Tirei o casaco e passei pra ela.

— Aqui.

Ela hesitou.

— Eu estou bem.

— Está com frio. Vista. — A ordem saiu naturalmente.

Ela pegou o casaco e o vestiu devagar, sem me tirar os olhos.

— Obrigada. — As mãos dela tremiam, mas o olhar continuava firme. — Não precisava ter se metido.

— Precisava sim — cruzei os braços. — Quatro homens contra uma mulher. Isso não é uma briga, é covardia.

Ela soltou um suspiro curto, meio irônico.

— E você é o cavaleiro de armadura cara?

— Algo assim.

Por um momento, ficamos apenas olhando um para o outro, o som da chuva preenchendo o silêncio. Foi então que percebi o que ela segurava com força contra o peito: uma pasta de documentos, molhada nas bordas.

— O que é isso? — perguntei.

— Só alguns currículos — respondeu, simples.

— Venha, vou te dar uma carona.

Ela tentou recusar, mas eu insisti. Quando, finalmente, entrou no carro, o motorista olhou pelo retrovisor, confuso.

— Leve-nos para o hospital Albert Einstein — ordenei.

— Eu disse que estou bem — ela reclamou, mas o tom era mais cansado do que irritado.

— E eu não discuto com feridos.

No trajeto, ela ficou em silêncio, olhando pela janela. Eu observava, discretamente, o modo como os dedos dela apertavam a pasta como se tivesse medo de perdê-la.

No hospital, recusou atendimento completo, aceitando apenas limpar o corte superficial no braço e da testa. Enquanto esperávamos, sentei-me ao lado dela.

— Me desculpe eu nem perguntei seu nome.

— Camila. — Ela respondeu sem olhar para mim.

— Só Camila?

— Só Camila.

— Eu sou Leonardo Ferraz.

O silêncio voltou, mas não era desconfortável. Era o tipo de silêncio que me fazia querer entender quem ela era e o que fazia sozinha em um beco escuro com documentos nas mãos.

Mais tarde, deixei-a no endereço que ela indicou — uma pensão simples, em um bairro antigo da cidade.

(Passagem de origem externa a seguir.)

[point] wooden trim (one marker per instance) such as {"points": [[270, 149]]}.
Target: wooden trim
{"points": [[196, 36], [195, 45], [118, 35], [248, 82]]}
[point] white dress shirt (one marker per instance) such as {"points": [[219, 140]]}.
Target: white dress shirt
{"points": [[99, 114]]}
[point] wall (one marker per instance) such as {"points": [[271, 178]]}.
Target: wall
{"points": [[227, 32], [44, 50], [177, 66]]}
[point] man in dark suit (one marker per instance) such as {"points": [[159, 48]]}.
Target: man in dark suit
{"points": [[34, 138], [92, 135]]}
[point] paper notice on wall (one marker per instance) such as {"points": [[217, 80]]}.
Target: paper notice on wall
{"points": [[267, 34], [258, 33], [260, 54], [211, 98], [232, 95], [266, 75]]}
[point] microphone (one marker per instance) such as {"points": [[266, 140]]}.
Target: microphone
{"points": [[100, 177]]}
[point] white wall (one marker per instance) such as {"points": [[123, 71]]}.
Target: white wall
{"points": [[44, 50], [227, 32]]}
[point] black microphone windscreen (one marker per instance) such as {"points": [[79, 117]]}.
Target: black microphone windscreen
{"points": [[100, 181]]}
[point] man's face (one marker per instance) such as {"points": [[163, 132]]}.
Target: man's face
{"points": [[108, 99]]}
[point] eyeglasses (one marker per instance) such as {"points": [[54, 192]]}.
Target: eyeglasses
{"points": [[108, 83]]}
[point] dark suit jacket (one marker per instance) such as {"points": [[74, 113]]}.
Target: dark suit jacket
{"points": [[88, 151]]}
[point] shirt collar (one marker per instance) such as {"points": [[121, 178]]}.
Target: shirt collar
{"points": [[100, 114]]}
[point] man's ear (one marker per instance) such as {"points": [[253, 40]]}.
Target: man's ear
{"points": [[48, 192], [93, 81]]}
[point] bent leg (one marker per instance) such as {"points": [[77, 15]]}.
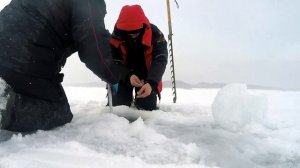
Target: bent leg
{"points": [[26, 113]]}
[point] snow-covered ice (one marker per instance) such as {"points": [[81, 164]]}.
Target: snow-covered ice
{"points": [[235, 108], [182, 135]]}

Quando o carro parou, ela hesitou antes de sair.

— Obrigada… por tudo. — disse, finalmente.

— Não precisa agradecer. — Inclinei o corpo levemente. — Mas eu quero entender uma coisa. O que fazia ali sozinha, àquela hora?

Ela suspirou.

— Passei o dia procurando um emprego. 

Fiquei em silêncio. Ela se virou para mim e completou:

— Sou formada em administração. Trabalhava como garçonete em um restaurante, mas perdi o emprego há três meses por causa de uma confusão que meu irmão arrumou. Agora estou tentando recomeçar.

— O que ele fez?

— Ele é viciado e agora está devendo muito aos caras errados. Quando esses caras descobriram onde eu trabalhava, foram lá e assaltaram o lugar.

— Mas a culpa não foi sua.

— Agora meu irmão está sumido e os caras estão me cobrando pelas dívidas dele.

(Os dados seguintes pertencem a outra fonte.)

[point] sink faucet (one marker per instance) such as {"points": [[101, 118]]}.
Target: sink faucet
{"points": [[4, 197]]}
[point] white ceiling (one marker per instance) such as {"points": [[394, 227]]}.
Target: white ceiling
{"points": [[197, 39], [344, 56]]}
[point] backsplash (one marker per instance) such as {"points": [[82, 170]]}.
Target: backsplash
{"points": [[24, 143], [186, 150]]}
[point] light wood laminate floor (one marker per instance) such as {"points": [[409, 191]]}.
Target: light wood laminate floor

Antes que eu pensasse, a pergunta escapou:

— Você já ouviu falar nos processos de gestação assistida?

Ela franziu a testa.

— Um pouco. Por quê?

Olhei para ela com atenção. A pele clara, os olhos determinados, o tom prático da voz. Havia força ali. E algo mais. Algo que eu não conseguia nomear.

— Porque talvez eu tenha uma proposta para você — disse, finalmente.

Ela piscou, desconfiada.

— Que tipo de proposta?

— Um acordo — respondi. — Um contrato. Nada ilegal. Mas incomum.

Ela riu, cética.

— Isso soa péssimo.

— Talvez. — Inclinei a cabeça. — Mas paga muito bem e poderia melhorar sua vida.

Por um momento, pensei que ela me mandaria embora, mas em vez disso, ela cruzou os braços, curiosa.

— Está falando sério?

Assenti.

— Totalmente.

Ela ficou em silêncio por alguns segundos, estudando meu rosto como se tentasse decifrar minhas intenções. Então respondeu:

— Tudo bem. Me conte mais… senhor Ferraz.

O modo como ela disse meu nome me arrepiou, não de forma agradável, mas como quem tem a ousadia de não se intimidar. E ali, sentado dentro do carro, com o som da chuva e o cheiro de noite molhada no ar, eu soube que nada, absolutamente nada, sairia como planejado.